10 Serpih ke Sembilan : SULIT

SULIT

.

.

.

Hidup semakin terasa berat bagi Narel. Terlihat dari bagaimana ia berusaha untuk terus berjalan di atas kakinya sendiri. Kendati terjatuh berkali-kali, Narel masih belum ingin menyerah.

Ringisan pelan terdengar dari belah bibirnya yang terbuka. Ia tak pernah tahu bahwa bangun tidur akan terasa seberat ini. Pandangannya mengedar demi kembali dijatuhkan keadaan bahwa ia memang terbuang dari kamarnya sendiri.

Pukul 04.30

Ah, ia bangun terlalu pagi hari ini. Tapi kantuknya benar-benar sirna sejak awal. Jadi ia memutuskan untuk beranjak keluar dan menikmati hening yang mendekapnya sejak lama. Langkah tertatihnya ia bawa menuju halaman belakang. Tempat terbaik yang bersedia menerima kehadirannya tanpa tapi. Satu-satunya tempat yang tak pernah menyaksikannya terluka karena semua orang di sana.

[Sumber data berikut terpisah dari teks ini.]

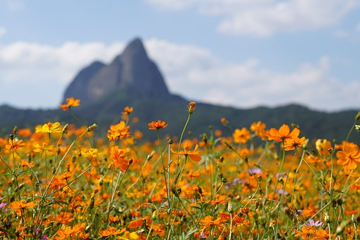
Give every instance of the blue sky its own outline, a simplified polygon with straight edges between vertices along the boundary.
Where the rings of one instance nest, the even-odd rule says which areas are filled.
[[[0,0],[0,104],[56,107],[136,37],[189,100],[360,105],[360,0]]]

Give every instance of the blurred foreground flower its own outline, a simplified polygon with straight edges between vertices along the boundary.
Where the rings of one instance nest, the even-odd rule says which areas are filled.
[[[148,123],[148,125],[149,125],[150,130],[159,130],[166,128],[168,124],[164,121],[157,120],[157,121],[152,121],[151,123]]]
[[[66,99],[66,104],[61,104],[59,107],[63,109],[64,111],[66,111],[71,107],[78,107],[80,105],[80,100],[75,99],[73,97]]]
[[[183,143],[184,151],[176,152],[176,151],[173,150],[172,149],[171,150],[172,152],[176,153],[178,155],[183,155],[185,156],[188,156],[191,159],[192,159],[194,161],[196,161],[196,162],[200,161],[201,160],[201,157],[200,156],[200,151],[197,151],[198,145],[196,144],[196,145],[195,146],[195,149],[193,150],[190,150],[191,148],[191,147],[192,147],[191,142],[186,140],[186,141],[184,141]]]
[[[60,123],[56,121],[55,123],[48,122],[42,126],[37,125],[35,127],[35,133],[61,133],[63,129],[60,126]]]

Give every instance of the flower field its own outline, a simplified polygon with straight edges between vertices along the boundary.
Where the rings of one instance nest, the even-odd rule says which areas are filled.
[[[61,107],[79,105],[71,98]],[[186,108],[186,106],[184,106]],[[0,234],[5,239],[357,239],[359,146],[307,139],[301,126],[131,128],[133,109],[96,125],[40,123],[0,138]],[[161,119],[161,116],[159,116]],[[354,116],[350,134],[359,134]],[[138,119],[136,119],[138,121]]]

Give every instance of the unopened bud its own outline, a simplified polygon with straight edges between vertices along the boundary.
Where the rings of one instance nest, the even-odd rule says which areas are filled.
[[[229,202],[227,202],[227,211],[228,211],[229,212],[232,213],[232,211],[233,211],[233,209],[234,209],[234,208],[233,208],[233,206],[232,206],[232,201],[231,201],[231,200],[229,200]]]
[[[95,124],[91,125],[91,126],[89,126],[88,127],[88,129],[86,130],[86,131],[88,132],[90,132],[92,131],[92,130],[94,130],[95,128],[96,128],[97,126],[97,125],[96,125]]]
[[[326,222],[326,223],[330,222],[330,216],[328,215],[328,213],[325,214],[324,220],[325,220],[325,222]]]
[[[65,124],[65,126],[64,126],[63,128],[63,133],[66,133],[68,132],[68,124]]]
[[[359,111],[356,116],[355,116],[355,120],[356,120],[356,121],[360,120],[360,111]]]

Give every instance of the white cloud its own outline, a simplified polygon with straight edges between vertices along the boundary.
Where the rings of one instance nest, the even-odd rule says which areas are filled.
[[[6,33],[6,28],[0,26],[0,38]]]
[[[80,69],[95,60],[109,61],[124,47],[122,42],[0,44],[0,104],[54,107]]]
[[[223,62],[193,45],[157,39],[145,44],[169,90],[189,100],[241,107],[298,102],[332,110],[360,103],[360,81],[345,84],[332,76],[331,59],[327,56],[304,63],[292,72],[278,72],[256,59]],[[0,104],[54,107],[83,66],[97,59],[108,63],[124,47],[123,42],[71,42],[56,47],[28,42],[0,45]]]
[[[19,0],[6,0],[6,8],[10,11],[19,11],[25,8],[25,4]]]
[[[221,32],[266,37],[277,32],[318,29],[337,23],[360,6],[357,0],[147,0],[160,8],[196,8],[200,13],[223,17]]]

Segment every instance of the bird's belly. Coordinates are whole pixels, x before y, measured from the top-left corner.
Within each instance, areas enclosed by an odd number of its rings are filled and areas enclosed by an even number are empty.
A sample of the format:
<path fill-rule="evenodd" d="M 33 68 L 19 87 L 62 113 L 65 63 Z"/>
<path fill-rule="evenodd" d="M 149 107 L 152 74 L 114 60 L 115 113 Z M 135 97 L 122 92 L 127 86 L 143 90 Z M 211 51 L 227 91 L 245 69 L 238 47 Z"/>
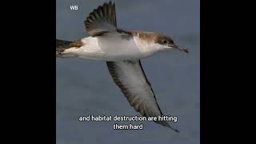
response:
<path fill-rule="evenodd" d="M 137 47 L 133 40 L 96 39 L 94 42 L 88 42 L 80 48 L 78 57 L 94 60 L 118 61 L 140 59 L 148 56 L 148 54 L 143 53 Z"/>

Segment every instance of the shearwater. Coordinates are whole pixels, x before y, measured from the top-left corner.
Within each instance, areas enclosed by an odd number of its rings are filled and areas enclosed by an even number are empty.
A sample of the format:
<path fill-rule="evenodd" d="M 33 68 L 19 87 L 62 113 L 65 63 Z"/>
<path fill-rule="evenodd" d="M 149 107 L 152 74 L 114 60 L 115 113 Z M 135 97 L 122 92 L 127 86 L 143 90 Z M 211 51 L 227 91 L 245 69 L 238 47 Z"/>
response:
<path fill-rule="evenodd" d="M 85 26 L 90 37 L 77 41 L 56 39 L 56 57 L 106 61 L 114 82 L 136 111 L 145 117 L 163 115 L 140 59 L 162 50 L 188 53 L 187 49 L 158 33 L 118 28 L 115 4 L 111 2 L 90 13 Z M 166 121 L 154 122 L 178 132 Z"/>

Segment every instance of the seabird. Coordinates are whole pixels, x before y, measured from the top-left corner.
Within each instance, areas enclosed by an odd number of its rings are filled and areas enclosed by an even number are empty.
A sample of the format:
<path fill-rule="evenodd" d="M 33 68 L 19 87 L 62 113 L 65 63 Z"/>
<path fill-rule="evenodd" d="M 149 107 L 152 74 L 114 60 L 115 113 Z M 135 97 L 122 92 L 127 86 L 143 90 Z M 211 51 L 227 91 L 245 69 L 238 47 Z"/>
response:
<path fill-rule="evenodd" d="M 56 57 L 106 61 L 114 82 L 136 111 L 145 117 L 163 115 L 140 59 L 161 50 L 188 53 L 187 49 L 161 34 L 118 28 L 111 1 L 90 13 L 84 23 L 90 37 L 77 41 L 56 39 Z M 178 132 L 166 121 L 155 122 Z"/>

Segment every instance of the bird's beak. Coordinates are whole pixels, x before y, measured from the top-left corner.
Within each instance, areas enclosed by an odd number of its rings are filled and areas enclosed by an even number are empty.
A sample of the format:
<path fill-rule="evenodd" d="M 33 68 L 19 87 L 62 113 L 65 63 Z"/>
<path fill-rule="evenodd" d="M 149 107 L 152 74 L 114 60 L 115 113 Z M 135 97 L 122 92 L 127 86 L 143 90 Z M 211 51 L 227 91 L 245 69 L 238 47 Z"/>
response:
<path fill-rule="evenodd" d="M 189 50 L 184 47 L 181 47 L 177 45 L 172 45 L 172 46 L 170 46 L 170 47 L 174 48 L 174 49 L 178 49 L 180 51 L 184 51 L 185 53 L 189 54 Z"/>

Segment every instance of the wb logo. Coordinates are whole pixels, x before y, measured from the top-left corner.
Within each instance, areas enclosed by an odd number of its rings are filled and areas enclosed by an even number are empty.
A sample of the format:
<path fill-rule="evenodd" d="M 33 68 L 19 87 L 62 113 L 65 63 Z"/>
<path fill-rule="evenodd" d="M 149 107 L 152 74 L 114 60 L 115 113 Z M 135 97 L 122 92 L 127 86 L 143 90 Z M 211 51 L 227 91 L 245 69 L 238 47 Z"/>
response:
<path fill-rule="evenodd" d="M 78 6 L 70 6 L 70 10 L 78 10 Z"/>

Hela napas pelan terdengar mendominasi. Di tengah dingin yang berkuasa, Narel terduduk di sana menatap kolam renang yang beriak tenang bersama langit yang bahkan masih tak bercahaya. Manik nya terpejam bersama tarik napas yang terasa segar. Satu hal yang masih ia syukuri bahwa ia masih hidup hingga saat ini.

Pikiran Narel melayang pada hal-hal yang terjadi. Ini sudah hari ke sekian sejak kakeknya datang dan apa yang ia dapat bukan hangat yang ia harap. Namun, dalam sudut hati yang tersembunyi, Narel bersyukur masih bisa menemukan eksistensi sang Kakek yang mau melihat padanya meski hanya benci pada akhirnya.

Waktu berlalu begitu cepat sejak pertama kali semua perlakuan buruk itu ia terima. Dan kewarasannya memintanya untuk tetap diam menerima, karena biar bagaimanapun hal buruk yang menimpa Mama tidak lain adalah karenanya. Napasnya mulai tersengal ketika memori buruk itu datang lagi. Namun Narel mencoba untuk tetap sadar dan meyakinkan dirinya sendiri bahwa ia akan tetap baik-baik saja.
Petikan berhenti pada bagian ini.